Example: An attacker guesses potential data records and then uses the outputs of the model to infer whether these were part of the training dataset, thus confirming the attacker’s guess.
General or Public
Low
 
Attribute Inference
The ability to infer sensitive attributes of one or more records that were part of the training data.
Highly Confidential or Confidential
Important
 
Example: An attacker knows part of a data record that was used for training and then uses the outputs of the model to infer the unknown attributes of that record.
General
Moderate
 
Public
Low
Training Data Reconstruction
The ability to reconstruct individual data records from the training dataset.
Highly Confidential or Confidential
Important
 
Example: An attacker can generate a sufficiently accurate copy of one or more records from the training data, which would not have been possible without access to the model.
General
Moderate
 
Public
Low
Property Inference
The ability to infer sensitive properties about the training dataset.
Highly Confidential or Confidential
Moderate
 
Example: An attacker can infer what proportion of data records in the training that belong to a sensitive class, which would not have been possible without access to the model.
General or Public
Low
 

Targeting model architecture/weights

  • For vulnerabilities targeting the model itself, the severity depends on the classification of the model architecture/weights.

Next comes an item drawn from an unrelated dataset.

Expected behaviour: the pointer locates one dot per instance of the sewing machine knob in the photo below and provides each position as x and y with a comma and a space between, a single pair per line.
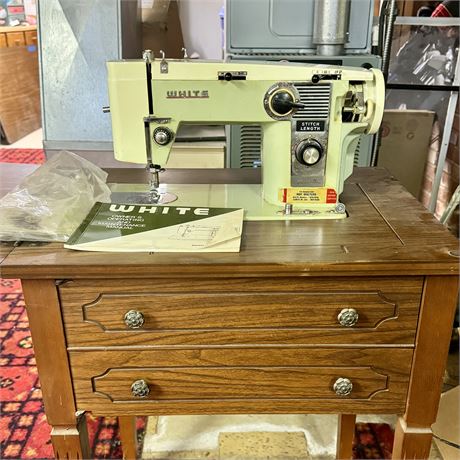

Vulnerability Description Data classification of model architecture/weights Severity
Model Stealing
The ability to infer/extract the architecture or weights of the trained model.
Highly Confidential or Confidential
Critical
 
Example: An attacker is able to create a functionally equivalent copy of the target model using only inference responses from this model.
General
Important
 
Public
Low

Targeting prompt/inputs

  • For vulnerabilities targeting the inference-time inputs (including the system prompt), the severity depends on the classification of these inputs.
Vulnerability Description Data classification of system prompts/user input Severity
Prompt Extraction
The ability to extract or reconstruct the system prompt provided to the model by interacting with the model.
Any
Not in scope
 
Example: In an instruction-tuned language model, an attacker uses a specially crafted input to cause the model to output (part of) its system prompt.
 
References: Shen et al. 2023
Input Extraction
The ability to extract or reconstruct other users’ inputs to the model.
Highly Confidential or Confidential
Important
 
Example: In an instruction-tuned language model, an attacker uses a specially crafted input that causes the model to reveal (part of) another user’s input to the attacker.
General or Public
Low

Microsoft recognizes that this list may not incorporate all vulnerability types and that new vulnerabilities may be discovered at any time. We reserve the right to classify any vulnerabilities that are not covered by this document at our discretion, and we may modify these classifications at any time. Examples are given for reference only. Any penetration testing against Microsoft systems must follow the Microsoft Penetration Testing Rules of Engagement.